When woodpeckers listen to an intruder’s drumming, it’s the intensity of the drummer that determines what the listening birds do next, in what might be called a fight-or-shrug response.
That’s what a research team from Wake Forest University found when it investigated how drumming — the term used for the sound made by pecking woodpeckers — from territorial interlopers impacts woodpecker breeding pairs’ behavior.
“When you walk through the woods and you hear a woodpecker, most people think they are looking for food, but that’s actually a social signal they use,” explained study lead Matthew Fuxjager in a press release.
The pecking bird might be announcing its availability to mates or it might be staking a claim to the area.
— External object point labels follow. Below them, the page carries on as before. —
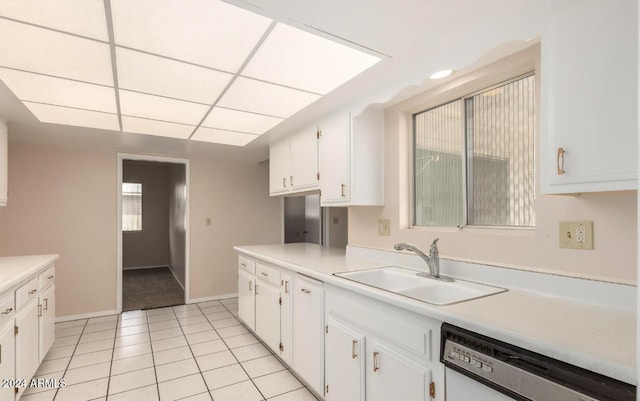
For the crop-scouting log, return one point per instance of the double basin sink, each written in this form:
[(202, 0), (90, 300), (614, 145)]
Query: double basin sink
[(408, 283)]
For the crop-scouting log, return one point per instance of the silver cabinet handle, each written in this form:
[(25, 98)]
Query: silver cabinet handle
[(375, 362)]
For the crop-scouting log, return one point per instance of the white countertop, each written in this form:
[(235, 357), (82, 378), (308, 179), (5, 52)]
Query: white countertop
[(14, 269), (596, 338)]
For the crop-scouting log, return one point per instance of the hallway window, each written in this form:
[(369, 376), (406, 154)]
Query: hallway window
[(131, 206)]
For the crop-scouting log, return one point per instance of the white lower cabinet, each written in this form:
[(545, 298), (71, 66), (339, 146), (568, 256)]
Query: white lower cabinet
[(47, 320), (392, 376), (344, 362), (308, 331), (27, 343), (7, 360), (247, 299)]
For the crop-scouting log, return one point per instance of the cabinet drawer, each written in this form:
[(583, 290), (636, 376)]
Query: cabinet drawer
[(26, 293), (268, 274), (7, 308), (247, 265), (46, 278)]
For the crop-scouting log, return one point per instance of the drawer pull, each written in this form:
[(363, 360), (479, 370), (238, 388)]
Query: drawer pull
[(375, 362)]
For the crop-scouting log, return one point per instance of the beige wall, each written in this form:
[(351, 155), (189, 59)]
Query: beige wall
[(63, 200), (613, 214), (150, 246)]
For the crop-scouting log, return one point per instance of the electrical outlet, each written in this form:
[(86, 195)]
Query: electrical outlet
[(383, 227), (576, 234)]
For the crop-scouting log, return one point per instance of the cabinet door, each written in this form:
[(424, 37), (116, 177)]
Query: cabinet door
[(279, 167), (7, 360), (268, 314), (392, 376), (334, 158), (588, 111), (247, 299), (304, 159), (286, 318), (27, 343), (308, 331), (47, 320), (344, 359)]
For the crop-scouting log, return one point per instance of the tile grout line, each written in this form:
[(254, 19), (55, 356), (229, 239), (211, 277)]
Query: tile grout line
[(191, 350), (234, 355)]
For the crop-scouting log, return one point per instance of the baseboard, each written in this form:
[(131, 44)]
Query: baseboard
[(67, 318), (213, 298), (176, 277), (143, 267)]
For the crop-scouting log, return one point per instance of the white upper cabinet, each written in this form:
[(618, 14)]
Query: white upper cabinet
[(293, 163), (352, 159), (589, 99), (3, 163)]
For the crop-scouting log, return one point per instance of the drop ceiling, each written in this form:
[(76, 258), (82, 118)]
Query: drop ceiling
[(167, 78), (200, 70)]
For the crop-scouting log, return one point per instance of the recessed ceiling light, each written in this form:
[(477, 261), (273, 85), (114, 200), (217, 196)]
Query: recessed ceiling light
[(206, 32), (299, 59), (265, 98), (441, 74), (76, 117), (221, 136), (234, 120), (58, 91)]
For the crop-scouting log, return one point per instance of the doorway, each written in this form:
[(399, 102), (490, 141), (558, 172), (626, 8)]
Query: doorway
[(152, 232)]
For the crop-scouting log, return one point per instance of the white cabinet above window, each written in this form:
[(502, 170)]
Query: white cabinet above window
[(293, 163), (589, 99)]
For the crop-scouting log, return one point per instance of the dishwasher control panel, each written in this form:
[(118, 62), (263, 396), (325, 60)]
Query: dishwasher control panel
[(522, 374)]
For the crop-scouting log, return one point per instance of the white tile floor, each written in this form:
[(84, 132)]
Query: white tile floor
[(188, 352)]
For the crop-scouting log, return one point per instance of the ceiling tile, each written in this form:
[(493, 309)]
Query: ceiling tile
[(75, 117), (62, 92), (158, 128), (206, 32), (160, 108), (160, 76), (264, 98), (293, 57), (221, 136), (47, 52), (80, 17), (234, 120)]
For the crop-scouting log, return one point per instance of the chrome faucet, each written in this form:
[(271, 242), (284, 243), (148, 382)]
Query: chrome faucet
[(433, 259)]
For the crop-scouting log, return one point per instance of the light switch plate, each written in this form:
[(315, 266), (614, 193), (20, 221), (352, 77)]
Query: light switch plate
[(383, 227), (576, 234)]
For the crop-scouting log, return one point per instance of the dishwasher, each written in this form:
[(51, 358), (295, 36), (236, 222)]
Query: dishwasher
[(480, 368)]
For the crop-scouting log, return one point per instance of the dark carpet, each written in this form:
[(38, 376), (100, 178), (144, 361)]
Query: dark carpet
[(150, 288)]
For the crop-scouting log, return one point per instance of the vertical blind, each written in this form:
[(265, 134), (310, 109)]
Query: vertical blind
[(131, 206), (474, 159)]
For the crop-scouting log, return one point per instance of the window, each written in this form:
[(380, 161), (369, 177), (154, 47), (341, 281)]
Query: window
[(474, 159), (131, 206)]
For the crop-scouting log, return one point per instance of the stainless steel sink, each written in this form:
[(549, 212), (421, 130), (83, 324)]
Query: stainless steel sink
[(406, 282)]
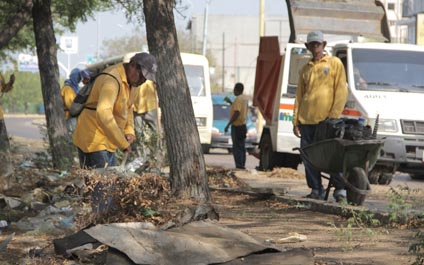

To find out what kind of response the social signal elicited, the researchers recorded the drumming sounds of male woodpeckers and then manipulated them as they were played back in the wild for downy woodpecker breeding pairs that already held a given territory.
It turned out that when the downy breeding pairs — known for their territoriality — heard longer drumming sounds, they perceived the drummer as a tough customer that would require their coordination in order to attack.
Shorter-lasting drum sounds, meanwhile, made the breeding pairs think, “Eh, pushover,” and the duo did not even bother to mount a coordinated response.
“Partners will actually coordinate or cooperate with how they fight depending on who they are fighting. They size up their opponent and decide whether they need to work together,” Fuxjager said.
“In short,” he said, “it means an intruder woodpecker with a short drum is perceived as wimpier, while a long drum signifies a tough-guy intruder.”
Findings from the study have been published in the journal Behavioral Ecology and Sociobiology.